Jelly, Frederick M. 1993. „Das Wunderbare erkennen: Normen zur Beurteilung von Erscheinungen und privaten Offenbarungen.“ Marianistik 44: 41-55.

Kamm, William. 2002. Das Testament und das mystische Leben von William Kamm, Volume 3. Nowra: Der Autor.

Kamm, William. 2000. Das Testament und das mystische Leben von William Kamm, Volume 2. Nowra: Der Autor.

Kamm, William. 1999. Das Testament und das mystische Leben von William Kamm, Volume 1. Nowra: Der Autor.

Laycock, Joseph. 2015. Die Seherin von Bayside: Veronica Lueken und der Kampf um die Definition des Katholizismus. New York: Oxford Universitätspresse.

Laurentin, Rene. 1991. Die Erscheinungen der Heiligen Jungfrau heute. Dublin: Veritas Books.

Laurentin, Rene. und Sbalchiero, Patrick, Hrsg. 2007. Dictionnaire des «Erscheinens» der Vierge Marie. Paris, Frankreich: Fayard.

Lübbers, Amy. 2001. „The Remnant Faithful: Eine Fallstudie zum zeitgenössischen apokalyptischen Katholizismus. Religionssoziologie 62: 221-41.

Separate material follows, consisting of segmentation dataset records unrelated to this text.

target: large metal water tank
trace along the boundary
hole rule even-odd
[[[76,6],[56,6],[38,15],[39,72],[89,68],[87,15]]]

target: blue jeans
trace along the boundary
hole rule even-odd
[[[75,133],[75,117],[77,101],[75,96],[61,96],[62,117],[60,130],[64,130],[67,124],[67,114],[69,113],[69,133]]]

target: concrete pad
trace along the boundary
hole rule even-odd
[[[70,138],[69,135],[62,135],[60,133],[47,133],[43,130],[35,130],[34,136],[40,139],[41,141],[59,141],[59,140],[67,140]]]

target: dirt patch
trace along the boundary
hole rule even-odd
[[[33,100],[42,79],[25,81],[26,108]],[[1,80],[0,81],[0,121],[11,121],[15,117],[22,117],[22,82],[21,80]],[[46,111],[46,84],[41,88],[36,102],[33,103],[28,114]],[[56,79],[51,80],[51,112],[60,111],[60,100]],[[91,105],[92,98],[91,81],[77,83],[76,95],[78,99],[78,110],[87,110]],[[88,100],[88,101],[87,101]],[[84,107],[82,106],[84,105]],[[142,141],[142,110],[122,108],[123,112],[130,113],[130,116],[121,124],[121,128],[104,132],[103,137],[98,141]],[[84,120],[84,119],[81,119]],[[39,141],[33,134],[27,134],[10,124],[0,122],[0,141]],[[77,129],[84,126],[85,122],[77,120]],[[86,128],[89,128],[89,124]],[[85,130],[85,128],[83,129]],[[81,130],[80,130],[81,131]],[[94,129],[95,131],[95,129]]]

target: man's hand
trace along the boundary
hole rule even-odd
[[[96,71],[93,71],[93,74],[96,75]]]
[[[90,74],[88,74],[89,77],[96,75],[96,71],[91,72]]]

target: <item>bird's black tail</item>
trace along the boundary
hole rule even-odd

Matter, E. Ann. 2001. "Erscheinungen der Jungfrau Maria im späten 20. Jahrhundert: Apokalyptik, Repräsentation, Politik." Religion 31: 125-53.

Verärgert, Peter Jan. 2004. "Das globale Netzwerk der unterschiedlichen Marienverehrung." 98-102 in Enzyklopädie der neuen Religionen, herausgegeben von Christopher Partridge. Oxford: Löwe.

Murray, William. 1984. Über die wahre Hingabe an die selige Jungfrau Maria. Hirtenbrief, Dezember 2. Diözese Wollongong.

Orden des Heiligen Charbel. 1999. Universelles Gebetbuch. Nowra: Orden des Heiligen Charbel.

Orden des Heiligen Charbel. 1996. Regel und Verfassung des Ordens von Saint Charbel: Eine australische Stiftung. Nowra: Orden des Heiligen Charbel.

Pell, George. 1997. Offizielle Benachrichtigung, Juni 13. Erzdiözese Melbourne.

R gegen William Kamm. 2007. NSWDC 177

Tarabay, Bischof Antonine-Charbel. 2014. William Kamm aka "Little Pebble". Medienmitteilung, November 14. Maronite Eparchy von Australien.

Webber, Graeme. 2008. Ein Wolf unter den Schafen: Wie "Gottes Prophet" The Little Pebble zu einem weiblichen Anführer des Millionärskults wurde. Tomerong: Keystone Press.

Wickham, Shelley und Christopher Hartney. 2006. "Rockchopping mit dem kleinen Kiesel: Mainstream, Randalierer und Verbrecher." 288-301 in Dunkel durch das Glas: Reflexionen über das Heilige, herausgegeben von Frances Di Lauro. Sydney: University of Sydney Press.

Wilson, Philip. 1999. Dekret, September 27. Diözese Wollongong.

Yeomans, Peter. 2013. "'The Little Pebble' Kultführer und Sexualstraftäter für Kinder." Australian Police Journal 67: 44-49.

Zimdars-Swartz, Sandra L. 1991. Begegnung mit Maria: Von La Salette nach Medjugorje. Princeton: Princeton University Press.